Emily Flippen: You can imagine that you're the leadership of Anthropics, suddenly getting billions of dollars of investments. You're then thinking to yourself, what's the best use of this capital? I think for a lot of these unproven management teams that have obviously spent time developing some of the most powerful large language models that we've seen when it comes generative AI, doesn't necessarily make them great capital allocators. The next couple of years, we're going to get some insight into how this money is spent. But in this case, which by the way, Anthropic is the business that is behind the large language models that power Claude, which as you mentioned, is one of the biggest competitors to OpenAI's ChatGPT. There's a lot of money that's being invested into anybody that can dethrone the ChatGPT rivals of which Claude is probably the next best large language model that we're looking at. It's interesting though from Amazon's perspectives, because people point to these investments, say look, Amazon is putting as much capital as they could have initially committed. They had some upfront and then would say, later on we'll decide if we should increase this amount. They decide to increase it to $4 billion. Their hands were tied in that decision. If they chose not to increase their investment in Anthropic, that would send a message to the entire industry, all of artificial intelligence that look, one of the biggest investors in this space is no longer investing. They don't see an opportunity there. That could really degrade the value of their initial investments. They really had to put more money behind Anthropic here. But what the business will do with that capital, it just remains so uncertain.
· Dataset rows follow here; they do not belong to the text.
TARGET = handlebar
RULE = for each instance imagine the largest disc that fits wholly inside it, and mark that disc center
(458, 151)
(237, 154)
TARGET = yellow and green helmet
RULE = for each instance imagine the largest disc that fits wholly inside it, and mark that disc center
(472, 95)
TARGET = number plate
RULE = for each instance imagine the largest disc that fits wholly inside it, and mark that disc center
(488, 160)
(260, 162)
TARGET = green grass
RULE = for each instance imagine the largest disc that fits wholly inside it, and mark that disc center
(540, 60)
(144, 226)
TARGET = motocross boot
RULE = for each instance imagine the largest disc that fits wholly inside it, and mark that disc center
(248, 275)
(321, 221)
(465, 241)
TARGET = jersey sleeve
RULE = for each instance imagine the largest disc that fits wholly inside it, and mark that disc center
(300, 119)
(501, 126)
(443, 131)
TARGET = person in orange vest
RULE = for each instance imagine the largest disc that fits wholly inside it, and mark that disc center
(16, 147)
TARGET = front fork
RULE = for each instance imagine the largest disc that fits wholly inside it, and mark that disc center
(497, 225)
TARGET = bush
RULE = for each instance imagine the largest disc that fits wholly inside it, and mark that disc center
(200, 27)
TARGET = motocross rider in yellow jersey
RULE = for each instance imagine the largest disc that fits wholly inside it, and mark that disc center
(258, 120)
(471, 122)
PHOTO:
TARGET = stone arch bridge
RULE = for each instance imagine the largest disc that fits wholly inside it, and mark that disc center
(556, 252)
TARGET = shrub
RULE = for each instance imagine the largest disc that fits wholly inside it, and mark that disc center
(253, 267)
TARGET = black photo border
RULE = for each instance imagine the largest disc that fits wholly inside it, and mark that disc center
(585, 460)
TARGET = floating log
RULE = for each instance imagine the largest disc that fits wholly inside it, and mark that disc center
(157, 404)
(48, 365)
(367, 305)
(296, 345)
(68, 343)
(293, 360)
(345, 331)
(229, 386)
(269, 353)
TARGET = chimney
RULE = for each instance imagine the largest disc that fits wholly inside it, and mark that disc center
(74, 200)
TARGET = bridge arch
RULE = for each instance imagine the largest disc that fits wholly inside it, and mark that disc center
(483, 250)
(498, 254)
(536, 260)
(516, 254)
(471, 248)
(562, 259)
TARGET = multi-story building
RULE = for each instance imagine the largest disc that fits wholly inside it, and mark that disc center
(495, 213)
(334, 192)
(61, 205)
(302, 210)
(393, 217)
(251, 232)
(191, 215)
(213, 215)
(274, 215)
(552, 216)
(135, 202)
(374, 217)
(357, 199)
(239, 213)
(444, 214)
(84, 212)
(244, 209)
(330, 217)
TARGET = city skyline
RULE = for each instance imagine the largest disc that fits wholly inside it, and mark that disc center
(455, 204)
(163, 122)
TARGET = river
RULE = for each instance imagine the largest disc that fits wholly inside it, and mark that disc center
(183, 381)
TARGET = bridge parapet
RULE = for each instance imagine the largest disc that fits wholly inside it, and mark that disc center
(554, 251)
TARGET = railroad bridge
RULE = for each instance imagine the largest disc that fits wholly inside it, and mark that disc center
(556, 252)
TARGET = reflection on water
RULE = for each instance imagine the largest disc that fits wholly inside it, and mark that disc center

Dylan Lewis: I think I hear you say there's a little bit of potentially sunk-cost fallacy here. [laughs]. Or they need to protect their own investment. Jason, Amazon has always been a leader in the AI space, both operationally and with how they've invested. It seems we are basically in an era here of big tech companies lining up their AI futures with some of these investments.

Jason Moser: Bit of a leap of faith that comes with this. We know that AI is going to play some big role in our lives. It's still a little bit unclear as to how. It's becoming a little bit more obvious. I do think it's fascinating that [Alphabet's] Google and Salesforce are also investors here in Anthropics. I wonder if Amazon didn't feel a little pressure to up their game there. Because if they take a pass on that, maybe Google or Salesforce step in there.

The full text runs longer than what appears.